Conservatives, rest easy: no spoiler scenario

Dude, get some rest.

Recently the invaluable The Hayride’s editor Scott McKay published some musings about next year’s governor’s election. In it, he admitted that he suffered disturbed sleep over the possibility that an outsider non-conservative candidate could win that contest.

He sketched a scenario where somebody not ideologically conservative like wealthy businessman Jim Bernhard – in the past rumored as a candidate for statewide office and who briefly fronted Louisiana’s Democrats – would get in the contest as an independent, use a theme of government dysfunction (part a consequence of the state’s populist history and political culture, part a reflection of events over the past three years where Democrat Gov. John Bel Edwards has insisted on continuing this despite electoral and societal trends heading in the opposite direction) and declare himself the antithesis to that, dump a lot of money in the race, and find a way to win, acing out a conservative.

To buttress the claim, he argues that past underdogs of the likes of former Govs. Dave Treen, Buddy Roemer, Mike Foster, Kathleen Blanco (a sketchy choice, as she lead in almost every poll taken of the race), and current Gov. Edwards managed to win. Additionally, he could have thrown in former Govs. Edwin Edwards and Robert Kennon, at the very least.

Whereupon the argument falls apart. Because every name on this list had some, if not extensive, political experience in elective office. Some had groomed themselves for the office many years in advance of running. The unknown candidate in McKay’s scenario would have none of that, which is crucial to win Louisiana’s top spot. It takes years of building relationships to deliver that, best done through holding some office You’d have to go all the way back to the disgraced former Gov. Dick Leche to find someone with no elective experience taking the top prize – and he had the whole Long machine behind him to do it.

There’s no machine now to do that, but perhaps that’s Scott’s point. These days, an outsider with the means to self-finance a campaign – think Pres. Donald Trump – has the environment to build a successful campaign from scratch without needing the supports of the past, because the existing system has become discredited enough along with those other supports to have people detach from them.

It’s a plausible assertion – except that Louisiana’s electoral environment differs from the country as a whole. As proof, note that just a dozen years ago the exact scenario arose in the 2007 contest, when businessman John Georges ran. (Georges now is the owner of the Baton Rouge Advocate, where I am a Sunday opinion columnist.)

Facing eventual winner former Gov. Bobby Jindal (who, with no elective experience although with plenty in state government and making explicit appeals as a conservative outsider, made the runoff against Blanco in 2003) as well as two Democrat elected officials (one having switched from the Republicans), Georges ran as someone who would make government work better, even signing on to the agenda of Blueprint Louisiana, today a largely moribund special interest group advocating state government reformation into working more efficiently with less politics. He poured in $7 million of his own money – and got a whopping 14 percent of the vote.

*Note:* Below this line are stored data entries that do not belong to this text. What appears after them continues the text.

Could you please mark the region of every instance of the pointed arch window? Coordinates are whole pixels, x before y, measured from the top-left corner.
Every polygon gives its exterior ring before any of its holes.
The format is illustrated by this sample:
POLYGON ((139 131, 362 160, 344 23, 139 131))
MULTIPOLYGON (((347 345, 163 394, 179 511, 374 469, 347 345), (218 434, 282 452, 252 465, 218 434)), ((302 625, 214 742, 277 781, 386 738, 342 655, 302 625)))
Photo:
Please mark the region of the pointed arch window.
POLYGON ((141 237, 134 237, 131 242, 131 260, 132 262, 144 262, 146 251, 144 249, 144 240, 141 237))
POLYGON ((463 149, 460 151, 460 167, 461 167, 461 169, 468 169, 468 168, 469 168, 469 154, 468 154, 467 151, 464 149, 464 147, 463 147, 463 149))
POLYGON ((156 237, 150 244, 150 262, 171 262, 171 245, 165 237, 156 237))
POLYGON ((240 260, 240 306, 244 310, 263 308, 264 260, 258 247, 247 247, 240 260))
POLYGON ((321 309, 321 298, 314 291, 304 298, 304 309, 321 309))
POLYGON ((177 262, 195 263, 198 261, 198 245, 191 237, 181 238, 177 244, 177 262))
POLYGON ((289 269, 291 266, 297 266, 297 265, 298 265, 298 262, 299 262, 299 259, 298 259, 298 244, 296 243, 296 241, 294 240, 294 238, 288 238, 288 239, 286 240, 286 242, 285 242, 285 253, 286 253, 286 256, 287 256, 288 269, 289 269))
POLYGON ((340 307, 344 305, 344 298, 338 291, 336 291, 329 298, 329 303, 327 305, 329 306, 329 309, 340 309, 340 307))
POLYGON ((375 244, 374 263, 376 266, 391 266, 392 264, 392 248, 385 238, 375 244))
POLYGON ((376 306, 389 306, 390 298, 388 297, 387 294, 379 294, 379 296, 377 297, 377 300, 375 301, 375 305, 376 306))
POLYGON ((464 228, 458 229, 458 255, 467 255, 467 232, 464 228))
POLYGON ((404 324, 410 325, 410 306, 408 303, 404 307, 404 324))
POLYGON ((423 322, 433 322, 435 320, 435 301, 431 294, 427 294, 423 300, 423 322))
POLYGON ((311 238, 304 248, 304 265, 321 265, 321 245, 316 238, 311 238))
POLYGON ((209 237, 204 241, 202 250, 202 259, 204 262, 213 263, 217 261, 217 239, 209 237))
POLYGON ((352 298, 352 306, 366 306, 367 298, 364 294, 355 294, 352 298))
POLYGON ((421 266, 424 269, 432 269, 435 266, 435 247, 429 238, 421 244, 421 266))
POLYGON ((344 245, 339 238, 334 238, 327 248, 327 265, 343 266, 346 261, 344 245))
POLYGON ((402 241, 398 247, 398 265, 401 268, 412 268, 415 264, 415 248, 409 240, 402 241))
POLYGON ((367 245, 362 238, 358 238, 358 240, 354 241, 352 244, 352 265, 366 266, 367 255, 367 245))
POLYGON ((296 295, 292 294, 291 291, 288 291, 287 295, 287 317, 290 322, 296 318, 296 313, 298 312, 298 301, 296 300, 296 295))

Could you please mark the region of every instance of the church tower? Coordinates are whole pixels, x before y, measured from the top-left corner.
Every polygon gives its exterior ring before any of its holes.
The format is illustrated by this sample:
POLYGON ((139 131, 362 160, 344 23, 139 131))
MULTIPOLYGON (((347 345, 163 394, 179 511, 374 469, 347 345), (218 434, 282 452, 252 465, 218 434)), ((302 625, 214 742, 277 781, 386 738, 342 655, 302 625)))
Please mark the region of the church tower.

He could have spent $20 million of his own money in today’s dollars and barely would have finished any differently – at a level insufficient in 2019 to deny a conservative Republican the runoff even with two major such candidates in the race (and in fact this kind of candidate would steal a significant portion of votes from John Bel Edwards as a number of Democrats would consider the incumbent’s cause hopeless.) Simply, Louisiana’s personalistic political culture, particularly insofar as state contests go, hasn’t become unmoored so much from 2007 that we should expect a different outcome from the previous model.

So, my advice if you worry about this chain of events: rest easy. If Republicans field just one strong, scandal-free conservative, they win regardless of what any outsider does.